Custom Smtp Sender
AdvisoryAudited by Static analysis on Apr 30, 2026.
Overview
No suspicious patterns detected.
Findings (0)
Artifact-based informational review of SKILL.md, metadata, install specs, static scan signals, and capability signals. ClawScan does not execute the skill or run runtime probes.
If invoked incorrectly or autonomously, the agent could send messages or local files externally from the user's email account.

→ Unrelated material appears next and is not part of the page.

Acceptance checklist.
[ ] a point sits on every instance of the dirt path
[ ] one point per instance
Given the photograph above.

The tool can send outbound email to arbitrary recipients and attach arbitrary local file paths, but the artifacts do not show recipient/domain limits, attachment restrictions, or a mandatory confirmation step.
parser.add_argument('--to', required=True, help="Recipient email address") ... parser.add_argument('--attachments', nargs='*', help="List of file paths to attach") ... server.send_message(msg)Require an explicit confirmation showing recipient, subject, body preview, and full attachment paths before sending; consider allowlisting recipients or restricting attachment directories.
The skill can send email as the configured account, which could affect reputation, privacy, or account security if misused.
The code reads a local SMTP configuration containing account credentials and authenticates as that account. This credential/config dependency is high-impact and is not reflected in the registry's declared credential/config requirements.
CONFIG_PATH = "/home/bb/.openclaw/smtp-config.json" ... server.login(config['username'], config['password'])
Declare the SMTP config path and credential requirement in metadata, use a dedicated SMTP/app password with least privilege, and avoid using a primary mailbox password.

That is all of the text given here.